Sequestration officially took effect on Friday, March 1. With the failure of Congress to pass legislation, President Obama was force to issue an $85 billion dollar cut, effective over the next seven months. The Office of Management and Budget released a memo Wednesday that anticipates sequestration equates to 9 percent cut to non-defense programs and a 13 percent cut to defense programs. Friday, the White House issued an order to begin sequestration cuts.
Congressional leaders met with the White House Friday, but failed to find a solution before the deadline. Meanwhile, five months into the federal fiscal year, agencies are operating without a final budget. The current continuing resolution requires Congress to pass a new budget or continuing spending authority for FY 2013 by March 27 or face a government shutdown. Congress and the White House may find a way to address the $85 billion cut while simultaneously addressing the FY 2013 budget before March 27.
The fear is that Washington leaders won’t reach a deal to address the budget cuts before March 27 and the full sequestration will go into effect. While the precise effects remain unclear, the White House predicts that federally funded research and federal aid to students will be directly affected. The White House predicts that the cuts will result in “1,000 fewer research grants and awards, impacting an estimated 12,000 scientists and students and curtailing critical scientific research.”
Kimberly Espy, Vice President for Research and Innovation and Dean of the Graduate School, launched a website Friday that offers up-to-date information on the impact of the sequester on UO programs. Speaking to the Register-Guard on February 28, Espy said that the UO is “already beginning to feel the effects.”

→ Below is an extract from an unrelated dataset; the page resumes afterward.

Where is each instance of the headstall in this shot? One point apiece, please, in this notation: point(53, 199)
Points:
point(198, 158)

Espy was in Washington D.C. last week for meetings that included visits with Oregon’s Congressional representatives regarding the potential impact of the sequestration on the University of Oregon. On February 26, AAU President Hunter R. Rawlings testified in front of the Senate Budget Committee urging the government to avoid the sequestration, and in November, UO President Michael Gottfredson joined other Oregon University System presidents in signing a letter calling on Congress to avoid sequestration.